Ik kan er rustig tussendoor ‘wandelen’ op de toppen van mijn zwemvliezen. Zo lig ik heel stabiel, en kan ik heel secuur deze planten uitgooien, en al gauw weerklinkt de eerst ‘JA’, vis!
Ik ben gestart met een nieuwe uit te testen hengel. Zoals steeds moeten de eerste vis en de nieuwe stok samen op de foto.
De eerste vis op deze nieuwe hengel.
Deze Evoque is de 2.7 meter versie van een eerder geteste, lichtere hengel waar ik ondertussen behoorlijk zot van ben. Van deze 35 grammer was ik bij het eerste aanvoelen niet direct zo wild.
Hij is wel even mooi, zeker even gevoelig, maar niet zo parabolisch in zijn buiging. Tja, ik weet ondertussen wel dat technisch gezien die parabolische exemplaren niet altijd de top zijn, maar ik hou zo erg van een hengel die rond gaat tot in het handvat.
Het zal ergens een (overigens zeer prettige) fout zijn in mijn hersenen. Deze stok doet echter wel perfect wat van hem gevraagd wordt. Hij schiet mijn plugje ver en gericht weg, en ik voel perfect ieder stokje, en stukje wier waar mijn ‘zwemmertje’ aan voorbij komt.
Tik, plantje, tik, stengeltje, tok: aanbeet! De aanslag volgt snel, en daar is het volgende slachtoffer al. De Rapalla Jointed waarvoor ik koos, vanwege de opdiepte, volbrengt zijn verleidings-job al even goed als 30 jaar geleden.
Weer eentje op de Jointed.
Ik lig aan de kant waar de wind op staat, en het geluid komt van de andere kant goed door. Ik hoor in de verte dat Wim nog niets ving, de twee anderen zitten ondertussen al aan een vis of acht.
Vlot loop ik in, want regelmatig mag ik aanslaan. Het valt op dat de groenjassen niet tussen de stoppels liggen, maar er kort voor, op zowat 1.2 meter diepte. Toch preferen ze vegetatie, want als ik niet in de omgeving van planten vis, krijg ik geen beten.

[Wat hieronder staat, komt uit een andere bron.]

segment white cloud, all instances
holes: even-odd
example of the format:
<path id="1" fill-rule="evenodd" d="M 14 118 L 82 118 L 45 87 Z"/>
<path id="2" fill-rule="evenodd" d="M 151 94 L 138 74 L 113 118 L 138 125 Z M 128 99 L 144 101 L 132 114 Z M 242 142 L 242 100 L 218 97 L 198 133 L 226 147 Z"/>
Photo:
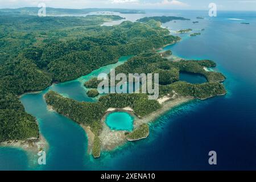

Mijn teller staat op zes als de stoppels zijn uitgevist. Dat het paaifeest hier al voorbij is, merk ik op aan de schade die sommige aan hun lijf hebben. Al valt die meestal best wel mee, ik zag al ergere orgie-wonden. Euch, bij vissen uiteraard.
Lichte paaischade.
Op zoek naar nieuwe stekken dus. In de omgeving van het grote eiland liggen ze al met drie, dus daarop hoef ik me niet meer toe te leggen. Ik ga op zoek naar gelijkaardige stekken, als die ik net beviste.
Stukken verderop liggen die wel, al weet ik dat de bodem daar slijkerig is, en eigenlijk meestal niet te veel snoek herbergt. Terwijl ik er naar toe vaar kan ik het wat dieper water uitvissen. Ik ben blij dat ik hierbij eindelijk mijn Sedcuto-Jerkbaitje kan monteren.
De innerlijke druk hiervoor is groot, want na de uitstekende vangsten in de polder ermee, ben ik zeer overtuigd dat ze het hier zeker even goed gaan doen. Het water levert een doorzicht van 70 centimeter, dus een wat minder fel exemplaar mag aan de speld.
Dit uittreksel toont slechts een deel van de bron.